What are package objects, not so much the concept but their usage?
I've tried to get an example working and the only form I got to work was as follows:
package object investigations { val PackageObjectVal = "A package object val" } package investigations { object PackageObjectTest { def main(args: Array[String]) { println("Referencing a package object val: " + PackageObjectVal) } } }
Observations I've made so far are:
package object _root_ { ... }
is disallowed (which is reasonable),
package object x.y { ... }
is also disallowed.
It seems that a package object must be declared in the immediate parent package and, if written as above, the brace delimited package declaration form is required.
Are they in common use? If so, how?
Scala provides package objects as a convenient container shared across an entire package. Package objects can contain arbitrary definitions, not just variable and method definitions. For instance, they are frequently used to hold package-wide type aliases and implicit conversions.
Package in Scala is a mechanism to encapsulate a group of classes, sub packages, traits and package objects. It basically provides namespace to put our code in a different files and directories. Packages is a easy way to maintain our code which prevents naming conflicts of members of different packages.
In Scala, an object is a named instance with members such as fields and methods. An object and a class that have the same name and which are defined in the same source file are known as companions. Companions has special access control properties, which is covered under Scala/Access modifiers.
With Scala you can: Import packages, classes, objects, traits, and methods. Place import statements anywhere. Hide and rename members when you import them.
Normally you would put your package object in a separate file called package.scala
in the package that it corresponds to. You can also use the nested package syntax but that is quite unusual.

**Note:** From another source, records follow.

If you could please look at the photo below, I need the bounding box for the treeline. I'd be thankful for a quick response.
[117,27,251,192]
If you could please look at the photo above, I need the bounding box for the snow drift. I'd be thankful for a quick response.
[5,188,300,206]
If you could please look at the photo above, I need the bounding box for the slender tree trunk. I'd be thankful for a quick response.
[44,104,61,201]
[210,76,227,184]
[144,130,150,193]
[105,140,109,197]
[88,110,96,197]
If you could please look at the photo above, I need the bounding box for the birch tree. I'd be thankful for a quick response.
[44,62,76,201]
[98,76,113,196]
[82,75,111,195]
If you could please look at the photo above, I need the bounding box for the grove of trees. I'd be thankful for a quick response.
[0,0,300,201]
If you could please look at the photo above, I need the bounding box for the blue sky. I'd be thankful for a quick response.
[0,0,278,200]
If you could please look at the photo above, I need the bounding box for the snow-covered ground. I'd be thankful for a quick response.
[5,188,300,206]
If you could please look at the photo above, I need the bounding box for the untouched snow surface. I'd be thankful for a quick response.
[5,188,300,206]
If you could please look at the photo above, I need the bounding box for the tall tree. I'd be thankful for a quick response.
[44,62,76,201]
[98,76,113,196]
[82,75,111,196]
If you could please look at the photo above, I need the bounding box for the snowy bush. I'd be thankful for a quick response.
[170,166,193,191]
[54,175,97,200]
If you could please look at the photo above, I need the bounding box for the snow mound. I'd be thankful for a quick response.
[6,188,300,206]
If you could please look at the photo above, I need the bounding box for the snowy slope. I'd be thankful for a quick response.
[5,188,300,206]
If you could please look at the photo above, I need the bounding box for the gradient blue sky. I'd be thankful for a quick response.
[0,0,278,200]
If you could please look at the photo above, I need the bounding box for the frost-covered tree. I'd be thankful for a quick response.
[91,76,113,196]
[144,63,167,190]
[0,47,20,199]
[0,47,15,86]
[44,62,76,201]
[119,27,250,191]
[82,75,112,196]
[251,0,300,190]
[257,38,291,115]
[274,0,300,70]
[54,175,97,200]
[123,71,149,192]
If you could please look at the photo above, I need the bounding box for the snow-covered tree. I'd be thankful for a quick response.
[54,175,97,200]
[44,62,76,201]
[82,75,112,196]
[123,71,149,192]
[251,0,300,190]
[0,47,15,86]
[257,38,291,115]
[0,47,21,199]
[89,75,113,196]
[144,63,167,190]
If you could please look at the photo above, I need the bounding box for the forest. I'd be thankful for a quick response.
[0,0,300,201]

The main use case for package objects is when you need definitions in various places inside your package as well as outside the package when you use the API defined by the package. Here is an example:
// file: foo/bar/package.scala package foo package object bar { // package wide constants: def BarVersionString = "1.0" // or type aliases type StringMap[+T] = Map[String,T] // can be used to emulate a package wide import // especially useful when wrapping a Java API type DateTime = org.joda.time.DateTime type JList[T] = java.util.List[T] // Define implicits needed to effectively use your API: implicit def a2b(a: A): B = // ... }
Now the definitions inside that package object are available inside the whole package foo.bar
. Furthermore the definitions get imported when someone outside of that package imports foo.bar._
.
This way you can prevent to require the API client to issue additional imports to use your library effectively - e.g. in scala-swing you need to write
import swing._ import Swing._
to have all the goodness like onEDT
and implicit conversions from Tuple2
to Dimension
.
While Moritz's answer is spot on, one additional thing to note is that package objects are objects. Among other things, this means you can build them up from traits, using mix-in inheritance. Moritz's example could be written as
package object bar extends Versioning with JodaAliases with JavaAliases { // package wide constants: override val version = "1.0" // or type aliases type StringMap[+T] = Map[String,T] // Define implicits needed to effectively use your API: implicit def a2b(a: A): B = // ... }
Here Versioning is an abstract trait, which says that the package object must have a "version" method, while JodaAliases and JavaAliases are concrete traits containing handy type aliases. All of these traits can be reused by many different package objects.